In today’s post, we'll take a look at how to interpret the results of a logistic regression model built in SAS Viya. In my third post of this series, I showed you just how easy it was to build a logistic model in SAS Visual Statistics. I also discussed the origins of regression models along with the details of logistic regression. Moving forward we will continue to focus on the part of the AI and Analytics lifecycle that involves developing and interpreting robust models. Specifically, let’s examine the various pieces of output from the logistic regression model that was built using variable annuity (insurance product) data.
Remember, the business challenge is trying to identify customers who are likely to respond to a variable annuity marketing campaign and make a purchase. The develop_final table that was introduced previously contains just over 32,000 banking customers. The input variables reflect both demographic information as well as product usage captured over a three-month period. The target variable is named Ins which is a binary variable.
Select any image to see a larger version.
Mobile users: To view the images, select the "Full" version at the bottom of the page.
Since we’ve already created a logistic regression model, let’s dive right into exploring the various pieces of output that Visual Statistics provides us. You may recall from my last post that we ended by giving a high-level overview of the following:
We want to take a deep dive into each of these items, but let’s make it a little easier on ourselves by taking advantage of two options. First, let’s open the Options pane of the logistic regression and scroll down to the Model Display options. Under the General category, change the Plot layout from Fit(default) to Stack. This model display option specifies how the subplots are displayed on the canvas. By default, we see all the output subplots shown together on one page. We can enhance viewability by changing the Plot layout to Stack such that each subplot fills the canvas. Using this option, a control bar enables you to move between subplots.
Second, scroll back up to the Logistic Regression options. Under the General category, let’s change the Variable selection method from the default of none to the Fast Backward method. Keep the default Significance level of 0.01. You might recall that we built this logistic regression model with a total of 37 explanatory variables. There are many reasons we want to avoid including too many effects in this model including: the possibility of overfitting, multicollinearity, and loss of interpretability. None of these are desirable traits. Parsimonious models, which achieve a good balance between simplicity and accuracy, are generally preferred. As I like to say: “simpler is better.” Using the fast backward method now will most likely cause a reduction in the number of input variables. Fast backward is a technique that uses a numeric shortcut to compute the next selection iteration quicker than the regular backward method. Any effects that do not meet our significance level of 0.01 will now be removed from the model.
Now that we have a large footprint of the Fit Summary plot and we’ve removed the insignificant effects, it is time to see exactly what this plot is telling us.
The Fit Summary window reveals the most significant predictor variables that affect the response variable. It displays the effects on the Y axis and the p-values on the X axis. The variable importance is based on the negative log of the p-value. The larger this value is, the more important the variable. You can determine the importance of the effect shown by examining the color, length, and location of the horizontal bars.

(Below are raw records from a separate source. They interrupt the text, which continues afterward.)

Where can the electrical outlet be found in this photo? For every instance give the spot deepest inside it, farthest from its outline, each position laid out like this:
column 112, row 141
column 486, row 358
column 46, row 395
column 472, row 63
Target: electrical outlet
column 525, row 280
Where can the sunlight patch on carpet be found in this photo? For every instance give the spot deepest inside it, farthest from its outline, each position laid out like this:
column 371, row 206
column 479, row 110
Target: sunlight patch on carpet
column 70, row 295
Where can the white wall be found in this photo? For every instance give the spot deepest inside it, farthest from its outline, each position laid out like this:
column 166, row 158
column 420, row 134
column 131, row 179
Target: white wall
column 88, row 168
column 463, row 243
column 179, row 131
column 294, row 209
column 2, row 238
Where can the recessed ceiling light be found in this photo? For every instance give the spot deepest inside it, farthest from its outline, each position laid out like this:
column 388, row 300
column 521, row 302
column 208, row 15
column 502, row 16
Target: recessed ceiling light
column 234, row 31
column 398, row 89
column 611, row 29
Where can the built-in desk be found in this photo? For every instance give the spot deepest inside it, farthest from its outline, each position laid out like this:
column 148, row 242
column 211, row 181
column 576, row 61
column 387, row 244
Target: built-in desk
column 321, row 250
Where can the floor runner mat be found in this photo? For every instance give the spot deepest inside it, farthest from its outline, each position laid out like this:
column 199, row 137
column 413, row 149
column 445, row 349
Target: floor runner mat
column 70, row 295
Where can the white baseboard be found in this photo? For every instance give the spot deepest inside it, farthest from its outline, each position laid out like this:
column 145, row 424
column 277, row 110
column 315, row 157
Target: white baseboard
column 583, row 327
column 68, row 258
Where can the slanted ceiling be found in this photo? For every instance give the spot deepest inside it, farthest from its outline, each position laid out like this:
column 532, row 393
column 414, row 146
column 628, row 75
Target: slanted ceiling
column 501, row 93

The most important effects appear at the top of the plot. A blue bar shows that the variable importance is above the significance level. The longer the blue bar, the more meaningful the variable. It appears that in this logistic regression model, there are a total of 19 (out of 37) significant effects. At the very bottom of the plot, we see the first couple of inputs (Age and Amount Deposited) that have no bars. This indicates they have been removed from the model due to the variable selection option that was engaged.
It is also interesting to note that degrees of significance are indicated by the lightness or darkness of the color. For example, dark blue is most significant. Light blue is not as significant because the p-value is very close to the default p-value of .05. The default significance level (also known as alpha) is set to .05 and is plotted as a black vertical line in the pane. Hover your mouse pointer over the line to see the alpha and -log(alpha) values. You can move this line to change the significance level, but it will not affect the variable reduction option. Moving this line will only affect the degree of significance in relation to the lightness or darkness of the colored bars. The histogram bars at the very bottom of the graph displays the percent of the data that falls within the displayed range.
The next plot that is listed on the control bar is the Odds Ratio Plot.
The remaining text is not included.